Äquatorialguinea
Hauptstadt von Äquatorialguinea
Die Hauptstadt von Äquatorialguinea ist Ciudad de la Paz. Sie hat am 2. Januar 2026 Malabo als Hauptstadt abgelöst. Der Name ist Spanisch und bedeutet Stadt des Friedens.
Malabo liegt nicht auf dem Festland, sondern auf der Insel Bioko. Die neue Hauptstadt liegt nun auf dem Festland, und zwar am Fluss Wele. Den Regierungssitz hatte man schon 2017 hierher verlegt. Vorher hieß der Ort hier Oyala. Wieviele Menschen hier jetzt wohnen, weiß man nicht. Geplant wurde die Stadt für rund 180.000 Menschen.
Der Amtssitz des Präsidenten wurde 2019 fertig gestellt, ebenso wie eine Basilika. Neben Gebäuden für die Verwaltung entstanden auch Wohnhäuser, Straßen und Brücken.
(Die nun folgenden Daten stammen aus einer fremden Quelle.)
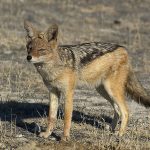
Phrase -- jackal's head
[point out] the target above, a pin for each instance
(40, 45)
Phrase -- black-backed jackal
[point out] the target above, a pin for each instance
(104, 66)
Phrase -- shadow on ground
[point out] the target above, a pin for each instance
(10, 111)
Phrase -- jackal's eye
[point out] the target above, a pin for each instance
(42, 49)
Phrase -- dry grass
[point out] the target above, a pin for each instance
(23, 96)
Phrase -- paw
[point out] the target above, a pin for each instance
(65, 138)
(45, 134)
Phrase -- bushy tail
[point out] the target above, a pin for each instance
(136, 91)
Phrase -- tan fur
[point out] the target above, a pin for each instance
(103, 66)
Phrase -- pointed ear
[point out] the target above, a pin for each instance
(31, 31)
(52, 33)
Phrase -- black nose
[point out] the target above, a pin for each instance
(29, 57)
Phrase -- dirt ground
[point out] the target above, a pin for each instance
(23, 96)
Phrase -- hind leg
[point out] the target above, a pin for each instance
(115, 86)
(101, 90)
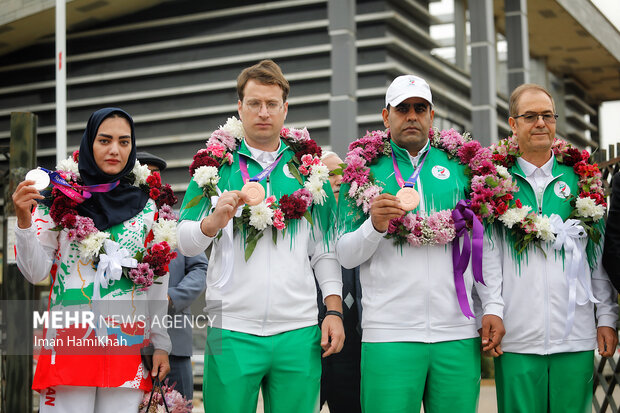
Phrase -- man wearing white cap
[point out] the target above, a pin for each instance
(420, 341)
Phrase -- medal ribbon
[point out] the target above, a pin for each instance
(464, 216)
(568, 235)
(243, 164)
(411, 181)
(72, 190)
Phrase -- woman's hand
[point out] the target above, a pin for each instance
(161, 364)
(24, 199)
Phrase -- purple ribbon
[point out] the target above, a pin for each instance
(72, 190)
(399, 176)
(462, 216)
(243, 164)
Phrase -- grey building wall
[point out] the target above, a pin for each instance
(174, 68)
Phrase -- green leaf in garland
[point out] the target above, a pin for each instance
(193, 202)
(308, 217)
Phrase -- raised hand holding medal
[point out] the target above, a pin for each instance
(408, 196)
(252, 188)
(41, 178)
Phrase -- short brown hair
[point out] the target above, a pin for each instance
(266, 72)
(519, 90)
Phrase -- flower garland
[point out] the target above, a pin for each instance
(271, 212)
(154, 260)
(437, 229)
(588, 207)
(174, 400)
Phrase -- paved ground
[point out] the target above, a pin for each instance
(487, 403)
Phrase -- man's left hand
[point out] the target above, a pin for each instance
(607, 341)
(491, 333)
(332, 335)
(161, 365)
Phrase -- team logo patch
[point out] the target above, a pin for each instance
(561, 189)
(287, 172)
(440, 172)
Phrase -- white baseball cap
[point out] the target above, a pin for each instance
(405, 87)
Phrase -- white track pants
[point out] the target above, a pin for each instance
(80, 399)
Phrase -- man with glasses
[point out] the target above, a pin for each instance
(551, 286)
(419, 336)
(262, 269)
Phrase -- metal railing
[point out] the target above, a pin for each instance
(607, 370)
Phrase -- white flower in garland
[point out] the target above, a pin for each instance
(544, 231)
(141, 172)
(234, 127)
(261, 216)
(503, 171)
(206, 175)
(514, 215)
(165, 230)
(90, 246)
(587, 207)
(315, 185)
(68, 165)
(320, 172)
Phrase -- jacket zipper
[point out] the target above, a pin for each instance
(540, 208)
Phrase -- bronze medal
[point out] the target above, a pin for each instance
(41, 179)
(409, 198)
(254, 192)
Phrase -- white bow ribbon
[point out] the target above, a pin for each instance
(225, 253)
(567, 235)
(111, 265)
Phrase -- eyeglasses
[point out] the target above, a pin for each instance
(404, 108)
(272, 107)
(533, 117)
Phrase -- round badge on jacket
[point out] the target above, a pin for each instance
(287, 172)
(440, 172)
(561, 189)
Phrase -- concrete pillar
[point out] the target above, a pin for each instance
(460, 34)
(483, 88)
(518, 43)
(17, 324)
(343, 101)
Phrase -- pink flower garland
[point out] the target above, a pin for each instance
(488, 193)
(526, 230)
(155, 262)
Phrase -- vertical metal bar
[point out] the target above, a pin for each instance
(517, 38)
(61, 82)
(483, 77)
(343, 100)
(14, 285)
(460, 34)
Das ganze Projekt war eine Idee des langjährigen Präsidenten des Landes, Teodoro Obiang. Er regiert das Land autoritär. Er gehört zur Volksgruppe der Fang. Auf Bioko, wo die Hauptstadt bisher lag, wohnen aber vor allem Bubi. Zudem hat auch Obiangs Sohn durch die vielen neuen Bauvorhaben einen Vorteil: Ihm gehört ein Bauunternehmen.
Die größte Stadt des Landes ist allerdings weder Malabo noch Ciudad de la Paz, sondern Bata an der Küste mit etwa 300.000 Einwohnern.
Ciudad de la Paz
Malabo
Wie wird das Wetter in Äquatorialguinea?
Äquatorialguinea hat tropisches Klima. Auf den Inseln fällt viel Regen. Dort wächst tropischer Regenwald. Am meisten Regen fällt auf Bioko zwischen Juni und September, Trockenzeit ist zwischen Dezember und Februar.
Auf dem Festland ist es etwas trockener. Oft ist der Himmel bedeckt. Die Regenzeit beginnt später, sie dauert zum Beispiel in Mikomeseng an der nördlichen Grenze zu Kamerun von September bis Oktober. Es gibt hier zwei Trockenzeiten (Juli/August und Dezember/Januar). Die durchschnittliche Jahrestemperatur liegt bei 25 bis 27 Grad.